5.13 Overview of regression diagnostics: Assumptions, outliers, influence, and collinearity

As briefly mentioned at the close of the previous Chapter, the validity of regression coefficient estimates, confidence intervals, and significance tests depends on a number of assumptions. A standard linear regression model makes strong assumptions about the source of the data. The model assumes the data are from a set of independent cases. Each case has an outcome and a set of predictor values, and the model assumes a specific relationship between them described by the regression equation (5.1), reproduced here.

\[ Y = \beta_0 + \beta_1 X_1 + \beta_2 X_2 + \ldots + \beta_K X_K + \epsilon \]

Thus, the model assumes the outcome is approximately the sum of the predictors each multiplied by some number. This implies a linear relationship between the outcome and each predictor when holding other predictors constant. The relationship implied by the \(\beta X\) parts of the equation is not assumed to be exact, only true on average. That is where the error term comes into play – \(\epsilon\) captures the influence of all the other predictors that we have not been able to include in our model, either because we do not have measures of those predictors or because we do not know they need to be in the model, as well as random variation in the outcome even among cases with all the same predictor values. The model assumes \(\epsilon \sim N(0, \sigma^2)\), that is, that the error term has a normal distribution with a variance that does not vary between cases.

All the subsequent results – the estimates of regression coefficients, their confidence intervals, their p-values – are derived based on formulas that make use of these assumptions:

  • Independence
  • Normality
  • Linearity
  • Constant variance

If the assumptions are not valid, the results might not be correct. To make matters worse, there may be a few individual observations that cause problems. There may be outliers, observations with outcomes that are very different from what the regression model predicts, that could lead to problems with the normality or constant variance assumptions. There may be influential observations, observations that if removed would result in large changes in the regression coefficient estimates. It is not encouraging to find that the results depend heavily on just a few observations!
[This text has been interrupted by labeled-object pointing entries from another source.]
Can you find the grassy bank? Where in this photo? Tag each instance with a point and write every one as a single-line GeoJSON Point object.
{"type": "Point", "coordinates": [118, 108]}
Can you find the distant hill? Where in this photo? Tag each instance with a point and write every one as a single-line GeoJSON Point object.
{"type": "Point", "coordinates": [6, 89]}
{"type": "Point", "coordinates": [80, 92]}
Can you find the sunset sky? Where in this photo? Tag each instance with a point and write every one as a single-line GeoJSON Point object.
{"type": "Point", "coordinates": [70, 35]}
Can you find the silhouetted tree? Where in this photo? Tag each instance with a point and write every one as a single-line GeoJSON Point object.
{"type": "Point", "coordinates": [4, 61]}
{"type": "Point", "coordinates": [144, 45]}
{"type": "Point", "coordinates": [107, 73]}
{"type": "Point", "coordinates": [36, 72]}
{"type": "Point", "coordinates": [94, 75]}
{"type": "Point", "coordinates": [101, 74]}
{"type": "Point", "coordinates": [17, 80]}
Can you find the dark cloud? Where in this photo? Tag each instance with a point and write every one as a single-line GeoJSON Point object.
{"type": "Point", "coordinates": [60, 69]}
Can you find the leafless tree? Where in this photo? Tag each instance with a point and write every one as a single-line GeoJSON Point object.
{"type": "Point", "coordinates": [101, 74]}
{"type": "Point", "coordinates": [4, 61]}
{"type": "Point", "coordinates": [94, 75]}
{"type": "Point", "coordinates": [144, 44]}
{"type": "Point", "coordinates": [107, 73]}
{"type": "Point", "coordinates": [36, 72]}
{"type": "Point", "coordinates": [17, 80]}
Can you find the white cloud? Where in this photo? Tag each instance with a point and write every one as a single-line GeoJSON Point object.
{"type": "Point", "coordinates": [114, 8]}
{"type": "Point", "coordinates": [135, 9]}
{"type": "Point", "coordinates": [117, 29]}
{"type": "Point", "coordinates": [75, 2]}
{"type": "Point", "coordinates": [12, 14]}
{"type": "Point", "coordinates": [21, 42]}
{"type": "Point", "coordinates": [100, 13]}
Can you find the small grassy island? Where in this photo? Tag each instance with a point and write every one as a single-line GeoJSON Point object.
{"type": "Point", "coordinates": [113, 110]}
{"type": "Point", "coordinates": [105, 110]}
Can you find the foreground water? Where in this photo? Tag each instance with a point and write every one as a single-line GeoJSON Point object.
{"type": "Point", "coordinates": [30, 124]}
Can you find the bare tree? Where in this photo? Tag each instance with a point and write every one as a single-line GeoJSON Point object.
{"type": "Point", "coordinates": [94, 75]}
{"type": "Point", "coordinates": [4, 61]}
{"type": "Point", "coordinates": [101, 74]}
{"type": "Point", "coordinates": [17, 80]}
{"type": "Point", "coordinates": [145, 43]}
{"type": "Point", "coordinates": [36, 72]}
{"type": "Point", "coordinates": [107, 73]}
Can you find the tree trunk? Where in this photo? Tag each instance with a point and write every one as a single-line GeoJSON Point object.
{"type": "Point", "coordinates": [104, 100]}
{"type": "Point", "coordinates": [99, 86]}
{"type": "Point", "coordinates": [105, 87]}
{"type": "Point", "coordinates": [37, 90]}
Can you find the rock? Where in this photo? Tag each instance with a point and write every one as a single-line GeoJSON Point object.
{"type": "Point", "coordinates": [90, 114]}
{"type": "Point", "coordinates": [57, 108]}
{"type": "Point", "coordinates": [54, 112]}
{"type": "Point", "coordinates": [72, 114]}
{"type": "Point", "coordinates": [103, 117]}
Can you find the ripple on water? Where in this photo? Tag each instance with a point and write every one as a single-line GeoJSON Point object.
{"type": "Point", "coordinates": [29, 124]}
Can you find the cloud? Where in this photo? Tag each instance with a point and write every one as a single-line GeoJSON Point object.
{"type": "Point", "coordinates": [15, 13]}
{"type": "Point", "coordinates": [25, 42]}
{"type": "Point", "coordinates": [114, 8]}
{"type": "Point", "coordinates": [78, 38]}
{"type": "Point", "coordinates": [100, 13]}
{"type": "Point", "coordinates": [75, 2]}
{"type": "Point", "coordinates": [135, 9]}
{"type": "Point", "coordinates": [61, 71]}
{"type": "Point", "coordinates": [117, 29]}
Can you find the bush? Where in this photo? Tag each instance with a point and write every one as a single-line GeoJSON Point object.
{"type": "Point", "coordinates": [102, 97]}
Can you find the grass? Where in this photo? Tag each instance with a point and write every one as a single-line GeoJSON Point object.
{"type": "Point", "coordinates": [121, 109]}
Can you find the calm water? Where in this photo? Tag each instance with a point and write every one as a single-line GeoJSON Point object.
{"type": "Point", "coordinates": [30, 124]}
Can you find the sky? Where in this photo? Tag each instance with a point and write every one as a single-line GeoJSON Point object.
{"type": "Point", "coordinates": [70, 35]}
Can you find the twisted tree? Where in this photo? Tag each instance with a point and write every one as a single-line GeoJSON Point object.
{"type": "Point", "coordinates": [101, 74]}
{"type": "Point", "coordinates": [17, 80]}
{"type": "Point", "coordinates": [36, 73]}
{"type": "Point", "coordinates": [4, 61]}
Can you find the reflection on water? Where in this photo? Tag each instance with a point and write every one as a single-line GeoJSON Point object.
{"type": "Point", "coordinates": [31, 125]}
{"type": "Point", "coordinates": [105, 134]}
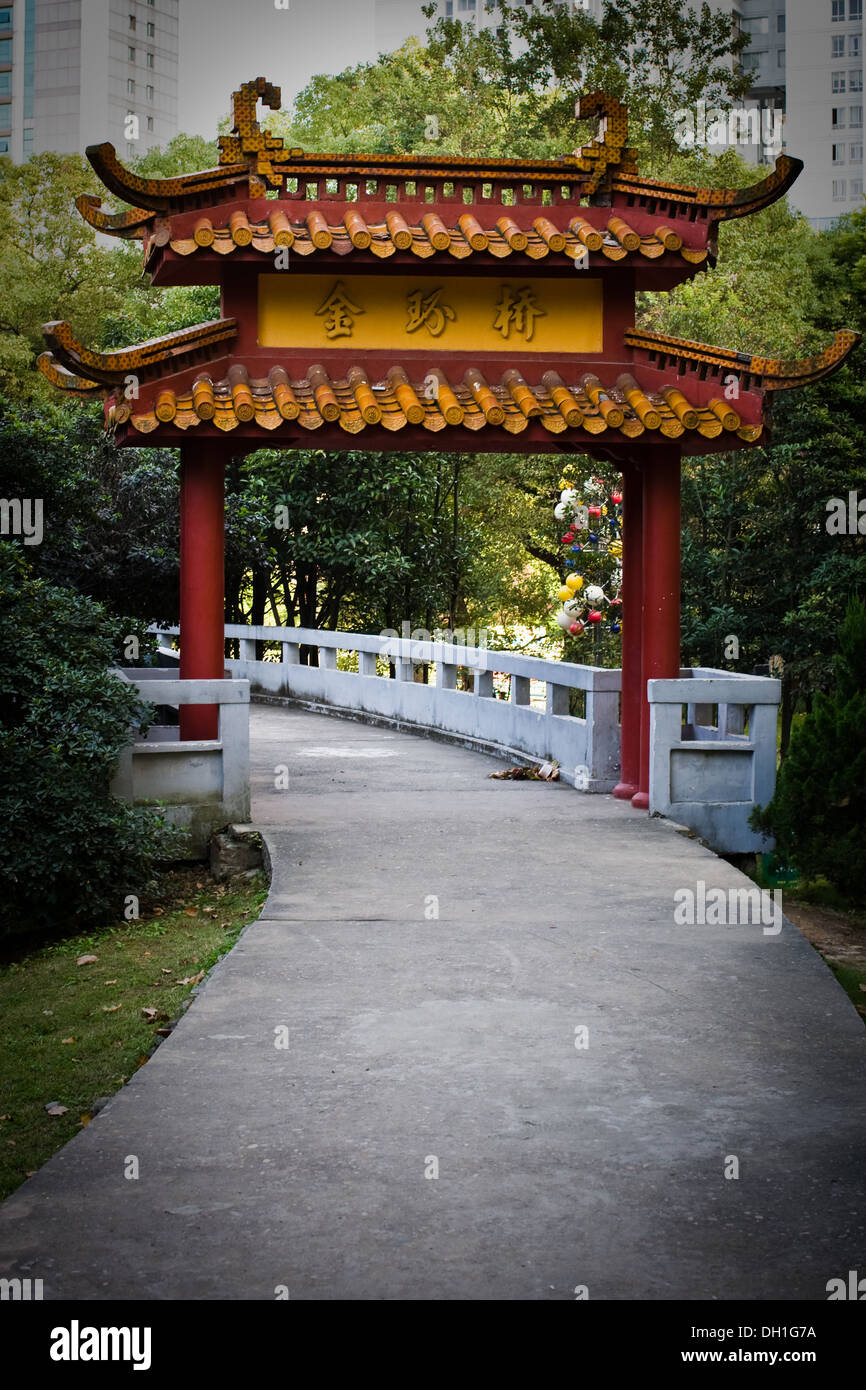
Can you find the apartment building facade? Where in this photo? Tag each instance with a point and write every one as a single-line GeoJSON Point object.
{"type": "Point", "coordinates": [74, 72]}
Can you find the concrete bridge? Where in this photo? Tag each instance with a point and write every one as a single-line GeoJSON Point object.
{"type": "Point", "coordinates": [510, 1073]}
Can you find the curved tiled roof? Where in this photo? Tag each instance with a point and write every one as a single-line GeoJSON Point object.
{"type": "Point", "coordinates": [570, 236]}
{"type": "Point", "coordinates": [588, 406]}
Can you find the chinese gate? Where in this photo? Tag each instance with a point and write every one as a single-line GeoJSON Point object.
{"type": "Point", "coordinates": [466, 305]}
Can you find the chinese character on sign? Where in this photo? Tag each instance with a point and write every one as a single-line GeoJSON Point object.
{"type": "Point", "coordinates": [517, 309]}
{"type": "Point", "coordinates": [426, 310]}
{"type": "Point", "coordinates": [339, 312]}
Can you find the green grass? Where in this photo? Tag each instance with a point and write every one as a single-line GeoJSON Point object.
{"type": "Point", "coordinates": [852, 980]}
{"type": "Point", "coordinates": [74, 1033]}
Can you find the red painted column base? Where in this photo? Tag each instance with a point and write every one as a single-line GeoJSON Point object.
{"type": "Point", "coordinates": [202, 583]}
{"type": "Point", "coordinates": [630, 704]}
{"type": "Point", "coordinates": [660, 620]}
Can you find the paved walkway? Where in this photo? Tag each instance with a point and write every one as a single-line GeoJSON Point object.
{"type": "Point", "coordinates": [414, 1037]}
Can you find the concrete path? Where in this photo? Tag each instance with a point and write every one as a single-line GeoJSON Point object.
{"type": "Point", "coordinates": [421, 1043]}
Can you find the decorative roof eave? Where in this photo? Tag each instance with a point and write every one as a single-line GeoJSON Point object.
{"type": "Point", "coordinates": [502, 402]}
{"type": "Point", "coordinates": [156, 357]}
{"type": "Point", "coordinates": [209, 188]}
{"type": "Point", "coordinates": [255, 157]}
{"type": "Point", "coordinates": [720, 203]}
{"type": "Point", "coordinates": [605, 239]}
{"type": "Point", "coordinates": [770, 373]}
{"type": "Point", "coordinates": [66, 380]}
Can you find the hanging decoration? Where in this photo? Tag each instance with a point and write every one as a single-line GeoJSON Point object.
{"type": "Point", "coordinates": [591, 594]}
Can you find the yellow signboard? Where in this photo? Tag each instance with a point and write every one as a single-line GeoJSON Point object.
{"type": "Point", "coordinates": [466, 313]}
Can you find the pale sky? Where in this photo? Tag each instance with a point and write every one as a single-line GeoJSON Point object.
{"type": "Point", "coordinates": [228, 42]}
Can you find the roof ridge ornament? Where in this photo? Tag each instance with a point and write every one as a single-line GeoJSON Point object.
{"type": "Point", "coordinates": [249, 143]}
{"type": "Point", "coordinates": [609, 150]}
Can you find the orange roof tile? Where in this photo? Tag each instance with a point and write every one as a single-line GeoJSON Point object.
{"type": "Point", "coordinates": [620, 409]}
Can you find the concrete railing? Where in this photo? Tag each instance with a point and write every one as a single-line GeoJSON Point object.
{"type": "Point", "coordinates": [709, 772]}
{"type": "Point", "coordinates": [587, 747]}
{"type": "Point", "coordinates": [202, 784]}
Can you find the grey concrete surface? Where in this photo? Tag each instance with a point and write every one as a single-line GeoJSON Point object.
{"type": "Point", "coordinates": [413, 1037]}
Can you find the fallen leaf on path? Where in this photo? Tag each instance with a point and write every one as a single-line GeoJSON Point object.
{"type": "Point", "coordinates": [542, 772]}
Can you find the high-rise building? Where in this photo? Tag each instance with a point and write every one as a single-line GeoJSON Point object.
{"type": "Point", "coordinates": [75, 72]}
{"type": "Point", "coordinates": [824, 104]}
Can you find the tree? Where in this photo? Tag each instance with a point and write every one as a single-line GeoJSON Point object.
{"type": "Point", "coordinates": [818, 813]}
{"type": "Point", "coordinates": [70, 852]}
{"type": "Point", "coordinates": [510, 89]}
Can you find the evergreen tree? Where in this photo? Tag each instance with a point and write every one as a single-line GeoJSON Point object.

Finally, collinearity is an issue that is not present in SLR that we have to consider in MLR. Collinearity has to do with how correlated the predictors are with each other. In the extreme case, if two predictors are completely redundant, the equation that is being solved when fitting the regression model has no solution – you cannot get a coefficient for a predictor with the definition “the effect of this predictor while holding all other predictors fixed” if there is another predictor that is exactly correlated since you cannot vary one while holding the other fixed. Even when the redundancy is only partial, correlations between predictors can cause regression results to be unstable.

The following sections go into detail regarding each of the above. Each section describes the impact of an issue, its diagnosis, and potential solutions when the diagnosis is not favorable.